Itaewon Class (2020) is his most globally recognised drama — a Netflix series that averaged 16.548% viewership ratings on JTBC, topped Netflix trending charts across multiple Asian countries, and introduced him to the international streaming audience as a leading man of genuine star quality.
What is Park Seo-joon’s role in the MCU?
He plays Prince Yan in The Marvels (2023) — the ruler of the planet Aladna whose people speak exclusively through song. He was the first prominent Korean actor cast in a hero role within the Marvel Cinematic Universe, a milestone reflecting both his individual star power and the Korean Wave’s commercial significance to Marvel Studios.
What is the Wooga Squad?
The Wooga Squad is a celebrity friendship group founded by Park Seo-joon, whose name comes from the Korean phrase “Are we family?” The group formed on the set of Hwarang (2016) where Park Seo-joon, BTS’s V, and Park Hyung-sik first met, and later expanded to include Choi Woo-shik and rapper Peakboy. They starred together in the Disney+ series In the SOOP: Friendcation (2022).
Did Park Seo-joon appear in Parasite?
Yes.
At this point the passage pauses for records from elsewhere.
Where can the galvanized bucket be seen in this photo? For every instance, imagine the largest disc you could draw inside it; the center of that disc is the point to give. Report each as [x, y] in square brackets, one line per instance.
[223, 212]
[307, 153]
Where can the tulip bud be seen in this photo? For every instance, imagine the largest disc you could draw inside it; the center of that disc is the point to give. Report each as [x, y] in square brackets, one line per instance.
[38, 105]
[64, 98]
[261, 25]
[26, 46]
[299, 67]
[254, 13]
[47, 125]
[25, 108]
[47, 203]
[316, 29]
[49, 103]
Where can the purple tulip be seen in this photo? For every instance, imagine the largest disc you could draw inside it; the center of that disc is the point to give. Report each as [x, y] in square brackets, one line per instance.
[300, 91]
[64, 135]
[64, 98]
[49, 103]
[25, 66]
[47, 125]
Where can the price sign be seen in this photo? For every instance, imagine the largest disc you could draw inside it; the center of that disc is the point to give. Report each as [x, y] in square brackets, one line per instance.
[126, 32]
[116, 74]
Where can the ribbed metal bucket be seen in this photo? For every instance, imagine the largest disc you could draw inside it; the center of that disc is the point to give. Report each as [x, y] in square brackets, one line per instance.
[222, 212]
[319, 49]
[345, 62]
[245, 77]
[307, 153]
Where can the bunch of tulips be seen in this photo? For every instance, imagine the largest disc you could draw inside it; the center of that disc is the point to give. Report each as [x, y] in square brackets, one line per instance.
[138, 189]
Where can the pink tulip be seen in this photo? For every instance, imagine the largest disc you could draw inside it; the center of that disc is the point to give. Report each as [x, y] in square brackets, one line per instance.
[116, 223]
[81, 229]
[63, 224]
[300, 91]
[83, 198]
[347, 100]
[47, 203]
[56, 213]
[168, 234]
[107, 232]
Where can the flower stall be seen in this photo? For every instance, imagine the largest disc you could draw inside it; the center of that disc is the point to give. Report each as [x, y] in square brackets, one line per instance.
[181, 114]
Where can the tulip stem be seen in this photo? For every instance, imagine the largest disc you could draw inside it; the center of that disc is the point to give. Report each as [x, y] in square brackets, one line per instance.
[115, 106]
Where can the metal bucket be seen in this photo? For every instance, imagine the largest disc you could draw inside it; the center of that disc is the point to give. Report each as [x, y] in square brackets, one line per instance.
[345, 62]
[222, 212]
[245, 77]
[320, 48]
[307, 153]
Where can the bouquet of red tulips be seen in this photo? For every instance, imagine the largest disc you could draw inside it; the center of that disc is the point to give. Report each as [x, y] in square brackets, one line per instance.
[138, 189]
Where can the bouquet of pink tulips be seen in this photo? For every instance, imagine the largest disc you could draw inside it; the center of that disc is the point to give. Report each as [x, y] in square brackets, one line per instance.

He appeared in Bong Joon-ho’s Parasite (2019) in a pivotal cameo role. Parasite won the Academy Award for Best Picture — the first non-English language film ever to do so — and Park Seo-joon’s credit in the film gave his career an international critical association that his commercial drama work had not yet established independently.
What is Park Seo-joon’s net worth in 2026?
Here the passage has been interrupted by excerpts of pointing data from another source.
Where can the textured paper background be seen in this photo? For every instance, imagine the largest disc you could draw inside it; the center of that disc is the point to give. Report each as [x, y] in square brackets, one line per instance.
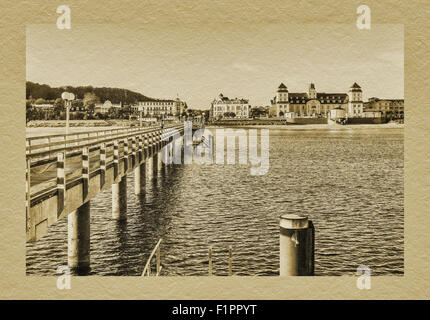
[201, 14]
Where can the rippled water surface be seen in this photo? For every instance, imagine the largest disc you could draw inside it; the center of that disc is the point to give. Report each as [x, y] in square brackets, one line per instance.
[348, 182]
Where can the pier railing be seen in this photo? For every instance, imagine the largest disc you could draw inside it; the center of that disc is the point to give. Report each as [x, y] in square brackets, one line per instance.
[63, 177]
[48, 146]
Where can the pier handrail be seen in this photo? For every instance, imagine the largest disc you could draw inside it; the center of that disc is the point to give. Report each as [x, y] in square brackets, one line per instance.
[147, 269]
[108, 136]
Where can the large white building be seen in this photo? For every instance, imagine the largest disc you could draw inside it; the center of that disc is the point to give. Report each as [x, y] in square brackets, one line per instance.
[104, 107]
[233, 108]
[316, 104]
[160, 107]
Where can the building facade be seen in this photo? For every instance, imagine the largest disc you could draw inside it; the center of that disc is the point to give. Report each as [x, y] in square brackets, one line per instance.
[234, 108]
[160, 107]
[388, 108]
[316, 104]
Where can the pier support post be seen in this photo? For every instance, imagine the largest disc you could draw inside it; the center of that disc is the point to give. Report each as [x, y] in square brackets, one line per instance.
[155, 165]
[78, 251]
[139, 178]
[296, 246]
[119, 199]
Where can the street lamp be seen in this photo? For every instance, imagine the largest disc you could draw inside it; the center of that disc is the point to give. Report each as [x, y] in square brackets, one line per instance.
[68, 97]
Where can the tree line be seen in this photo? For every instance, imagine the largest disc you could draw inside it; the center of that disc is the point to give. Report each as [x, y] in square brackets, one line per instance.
[36, 91]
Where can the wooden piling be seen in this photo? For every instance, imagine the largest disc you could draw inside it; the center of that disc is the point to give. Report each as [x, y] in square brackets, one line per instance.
[85, 173]
[296, 246]
[61, 184]
[102, 164]
[126, 156]
[78, 229]
[119, 199]
[229, 261]
[210, 262]
[115, 160]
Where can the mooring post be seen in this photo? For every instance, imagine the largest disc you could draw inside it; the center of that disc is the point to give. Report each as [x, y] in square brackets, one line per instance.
[139, 178]
[140, 148]
[27, 193]
[296, 246]
[102, 165]
[85, 173]
[61, 184]
[115, 160]
[133, 152]
[125, 156]
[119, 199]
[229, 261]
[78, 234]
[210, 261]
[155, 165]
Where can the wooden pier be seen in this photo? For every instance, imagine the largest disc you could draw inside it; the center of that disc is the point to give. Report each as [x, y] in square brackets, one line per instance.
[64, 172]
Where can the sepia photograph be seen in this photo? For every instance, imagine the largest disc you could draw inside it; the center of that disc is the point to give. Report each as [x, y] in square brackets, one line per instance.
[265, 150]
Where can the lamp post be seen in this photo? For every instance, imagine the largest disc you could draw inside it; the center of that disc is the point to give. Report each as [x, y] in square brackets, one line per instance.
[68, 97]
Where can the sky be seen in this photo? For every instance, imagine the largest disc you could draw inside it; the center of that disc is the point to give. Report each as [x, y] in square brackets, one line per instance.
[197, 63]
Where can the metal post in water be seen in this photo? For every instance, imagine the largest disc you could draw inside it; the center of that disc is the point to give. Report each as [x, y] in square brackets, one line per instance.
[78, 228]
[296, 246]
[229, 260]
[210, 261]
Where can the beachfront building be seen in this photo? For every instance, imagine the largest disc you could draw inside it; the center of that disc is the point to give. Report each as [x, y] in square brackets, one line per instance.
[388, 108]
[161, 107]
[223, 107]
[315, 104]
[43, 106]
[104, 107]
[355, 101]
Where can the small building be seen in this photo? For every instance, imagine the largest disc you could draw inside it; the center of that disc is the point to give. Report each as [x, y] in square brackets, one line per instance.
[372, 114]
[337, 113]
[389, 108]
[161, 107]
[43, 106]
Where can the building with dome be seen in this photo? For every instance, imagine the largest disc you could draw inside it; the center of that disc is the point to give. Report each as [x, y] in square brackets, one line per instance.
[316, 104]
[223, 107]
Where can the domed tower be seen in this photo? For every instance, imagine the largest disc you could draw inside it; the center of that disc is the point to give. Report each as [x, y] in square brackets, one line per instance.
[282, 105]
[312, 92]
[355, 101]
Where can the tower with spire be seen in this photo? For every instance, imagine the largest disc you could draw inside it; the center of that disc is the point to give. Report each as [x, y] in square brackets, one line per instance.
[355, 101]
[282, 104]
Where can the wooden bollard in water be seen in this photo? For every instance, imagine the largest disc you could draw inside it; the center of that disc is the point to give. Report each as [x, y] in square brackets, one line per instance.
[296, 246]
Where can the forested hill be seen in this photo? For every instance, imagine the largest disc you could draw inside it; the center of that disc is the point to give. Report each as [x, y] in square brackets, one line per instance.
[115, 95]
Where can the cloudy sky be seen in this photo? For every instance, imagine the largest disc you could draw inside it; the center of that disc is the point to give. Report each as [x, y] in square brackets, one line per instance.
[197, 63]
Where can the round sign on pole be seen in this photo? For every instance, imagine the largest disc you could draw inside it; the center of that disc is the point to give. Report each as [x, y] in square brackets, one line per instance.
[67, 96]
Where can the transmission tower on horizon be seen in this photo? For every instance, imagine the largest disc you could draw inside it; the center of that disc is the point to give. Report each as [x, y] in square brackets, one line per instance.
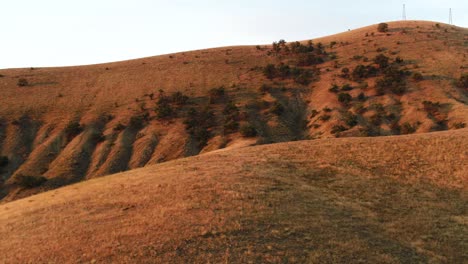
[450, 16]
[404, 12]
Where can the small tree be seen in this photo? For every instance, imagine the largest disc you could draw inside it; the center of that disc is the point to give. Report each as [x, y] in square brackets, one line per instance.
[248, 130]
[463, 81]
[27, 181]
[345, 98]
[382, 27]
[3, 161]
[269, 71]
[23, 82]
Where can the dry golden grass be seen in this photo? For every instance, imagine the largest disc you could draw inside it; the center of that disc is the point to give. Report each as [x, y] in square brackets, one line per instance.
[33, 119]
[352, 200]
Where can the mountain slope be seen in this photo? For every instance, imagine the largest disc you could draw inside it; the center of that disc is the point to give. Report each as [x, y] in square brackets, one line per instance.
[75, 123]
[399, 199]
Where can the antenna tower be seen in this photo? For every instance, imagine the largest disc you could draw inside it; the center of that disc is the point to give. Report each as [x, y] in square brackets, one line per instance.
[450, 17]
[404, 12]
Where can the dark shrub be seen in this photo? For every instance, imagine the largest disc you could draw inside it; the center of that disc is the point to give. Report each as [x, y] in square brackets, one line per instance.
[73, 129]
[3, 161]
[345, 73]
[269, 71]
[136, 122]
[119, 127]
[350, 119]
[23, 82]
[334, 88]
[344, 98]
[458, 125]
[179, 98]
[382, 27]
[277, 108]
[362, 97]
[337, 129]
[463, 81]
[346, 87]
[325, 118]
[248, 130]
[382, 61]
[407, 128]
[416, 76]
[30, 181]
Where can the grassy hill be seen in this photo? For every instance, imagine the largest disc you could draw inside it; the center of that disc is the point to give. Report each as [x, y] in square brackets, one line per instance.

His estimated net worth in 2026 is approximately $21 million USD, built through fifteen years of acting fees, Netflix original production fees, Hollywood film fees, brand endorsements generating $340,000–$425,000 per relationship, YouTube earnings, and real estate holdings including a $10 million Seoul luxury property.
When did Park Seo-joon complete military service?
He enlisted early for mandatory South Korean military service in 2008 and was discharged in 2010 — before his professional acting career began in earnest. This early completion gave him an uninterrupted professional development window from his early twenties that contributed directly to the pace and consistency of his career growth.
What are Park Seo-joon’s upcoming projects?
His confirmed upcoming project is Born Guilty (2027) for Disney+, in which he has been cast in the role of Paengi. He also made a guest appearance in Bloodhounds Season 2 (2026). His most recently completed project is Surely Tomorrow (2025–2026) on which he starred as Lee Gyeong-do.
What is Concrete Utopia?
Concrete Utopia (2023) is a Korean disaster-thriller film in which Park Seo-joon starred, set in a post-apocalyptic Seoul where the sole surviving apartment building becomes the focal point of human survival and social collapse. The film was critically acclaimed and demonstrated his ability to carry serious dramatic cinema alongside his more commercially prominent work.
What is Park Seo-joon’s height?
He stands 185 centimetres tall — approximately 6 feet 1 inch — making him one of the taller Korean leading actors of his generation and a physical presence that action sequences, period costumes, and romantic comedy blocking all accommodate with complete ease.
What brand does Park Seo-joon represent?
He currently serves as a brand ambassador for NOICE, and has previously been the face of Tommy Hilfiger and Lululemon in the Korean market. His annual endorsement income per brand relationship is estimated at $340,000–$425,000.